El origen de la libertad en la historia
Decía Frederick Forsyth –ese excelente escritor de inteligentes bestsellers–, en una reciente entrevista, que desde que tiene uso de razón había sentido amenazada continuamente su vida por fuerzas impersonales que ni le conocían: Hitler, luego la URSS y finalmente el islamismo; no había tenido más remedio que acostumbrarse. Eso denota un inusual clarividencia, a la par que una laudable serenidad ante las fuerzas del mal, fuerzas que no son otras que las que amenazan nuestra vida, nuestra libertad y nuestra propiedad, ésta última extinta –¡ay!– de toda dignidad en estos tiempos.
Si hiciéramos una encuesta a pie de calle, o simplemente repasáramos alguna reciente, veríamos que esta muestra de sentido común brilla por su abismal ausencia: la inmensa mayoría del común no se siente amenazada por tales cosas, en todo caso remite sus temores al poderío estadounidense como principal amenaza para la paz mundial. Esto es así en España y en la vieja Europa, con matices diferenciales que no anulan lo principal: está fuertemente arraigada la creencia de que el pacifismo blandurrio de Europa es la mejor defensa contra esas amenazas a las que se ha acostumbrado Forsyth, pero que no ha dejado de sentir.

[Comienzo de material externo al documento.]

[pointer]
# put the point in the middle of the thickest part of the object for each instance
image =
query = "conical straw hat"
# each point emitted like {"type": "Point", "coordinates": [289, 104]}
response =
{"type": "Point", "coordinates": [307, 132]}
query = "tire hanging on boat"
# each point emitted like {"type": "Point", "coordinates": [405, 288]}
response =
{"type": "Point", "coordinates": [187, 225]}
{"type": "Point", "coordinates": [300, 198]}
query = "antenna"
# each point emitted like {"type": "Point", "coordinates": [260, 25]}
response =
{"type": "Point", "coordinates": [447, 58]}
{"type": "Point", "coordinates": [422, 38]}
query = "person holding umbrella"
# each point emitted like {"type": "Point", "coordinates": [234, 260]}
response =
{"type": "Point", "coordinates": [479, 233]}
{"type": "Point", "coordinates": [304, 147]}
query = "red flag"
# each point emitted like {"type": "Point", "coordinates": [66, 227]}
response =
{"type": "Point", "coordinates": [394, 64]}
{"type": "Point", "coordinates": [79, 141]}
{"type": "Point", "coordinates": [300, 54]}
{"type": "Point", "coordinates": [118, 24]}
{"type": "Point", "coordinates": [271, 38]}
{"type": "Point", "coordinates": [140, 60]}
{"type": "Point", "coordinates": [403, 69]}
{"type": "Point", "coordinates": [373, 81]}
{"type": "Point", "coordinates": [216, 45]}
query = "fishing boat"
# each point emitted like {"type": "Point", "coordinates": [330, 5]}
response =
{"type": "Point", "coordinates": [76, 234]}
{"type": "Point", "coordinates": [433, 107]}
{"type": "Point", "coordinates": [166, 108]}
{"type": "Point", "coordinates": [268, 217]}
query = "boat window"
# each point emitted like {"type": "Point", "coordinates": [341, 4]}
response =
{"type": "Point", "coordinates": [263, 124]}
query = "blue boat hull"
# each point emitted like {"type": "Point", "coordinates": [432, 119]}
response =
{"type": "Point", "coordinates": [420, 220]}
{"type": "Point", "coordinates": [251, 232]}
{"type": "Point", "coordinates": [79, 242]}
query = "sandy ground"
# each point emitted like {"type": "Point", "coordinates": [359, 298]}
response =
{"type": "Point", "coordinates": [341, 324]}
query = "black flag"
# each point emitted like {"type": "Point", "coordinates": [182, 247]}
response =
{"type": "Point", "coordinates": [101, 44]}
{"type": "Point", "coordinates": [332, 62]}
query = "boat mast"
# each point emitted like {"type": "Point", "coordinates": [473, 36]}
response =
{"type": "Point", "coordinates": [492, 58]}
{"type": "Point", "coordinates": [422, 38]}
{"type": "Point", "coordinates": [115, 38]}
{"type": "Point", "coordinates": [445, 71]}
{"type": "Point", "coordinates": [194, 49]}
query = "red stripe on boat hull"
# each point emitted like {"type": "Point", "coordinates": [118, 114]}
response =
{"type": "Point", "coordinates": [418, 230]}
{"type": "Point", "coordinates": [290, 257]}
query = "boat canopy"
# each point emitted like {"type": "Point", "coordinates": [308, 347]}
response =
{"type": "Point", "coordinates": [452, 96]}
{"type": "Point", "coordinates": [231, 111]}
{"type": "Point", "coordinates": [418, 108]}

Nuestra libertad se considera un bien natural, del que no hace falta apropiarse para disfrutarlo. Sin embargo, es un bien muy poco natural que existe sólo si un Estado se apropia de su defensa y acota el campo en el que sus ciudadanos lo disfrutan, sabiendo que en el mundo son muy escasas las zonas donde realmente existe. No es, por lo tanto, un bien privado otorgado por nadie en el nacimiento: es un bien público, en pugna con otros, que sólo se encuentra en nuestra civilización reciente después de un largo proceso de decantación, nada pacífico, por cierto. Y los primeros países que lo obtuvieron no lo hicieron mediante el levantamiento de una revolución contra el antiguo régimen, sino por un pacto con él de dignificación del pasado, pues en lo mejor de la tradición se encontró el punto de apoyo, la idea germinal, de la sociedad civil libre. Cada nación encontró su camino en su pasado, y la que intentó repudiarlo y empezar de nuevo, pasó por periodos de terror y de deshonor luego laboriosos de recomponer.
Esto puede tomarse como una simple conjetura o como una constatación de la historia. Si se respetan las evidencias –las prioridades cronológicas–, hay que asumir que antes que fuera efectiva la libertad hubo un estado que protegía la seguridad de sus ciudadanos, y que sin esa seguridad, sin esa nación, sin esas tradiciones, no hubiera crecido la libertad. En cierta medida, es el triunfo del pesimismo hobbesiano frente al buen salvaje de Rousseau, triunfo ahora puesto patas arriba por la opinión dominante, opinión que alientan sin cesar unos líderes políticos de una talla moral infame. Y de esa observación serena, una conclusión ineludible es que no hay libertad si no hay una nación formada en el cristianismo.
Cuando ahora se despelleja sin piedad a dictadores que no han tenido más remedio, en un pasado reciente, que levantarse en armas para restituir esos valores, pisoteados por la revolución, de la seguridad nacional y la libertad, no se tiene en cuenta lo que decía Burke: "No quiero decir, Dios me libre, que la virtud de esos hombres debía de tomarse como contrapeso de sus crímenes, pero sí que procuraban algún correctivo a sus defectos". Esos hombres salvaron lo más básico, sin lo cual no hay libertad.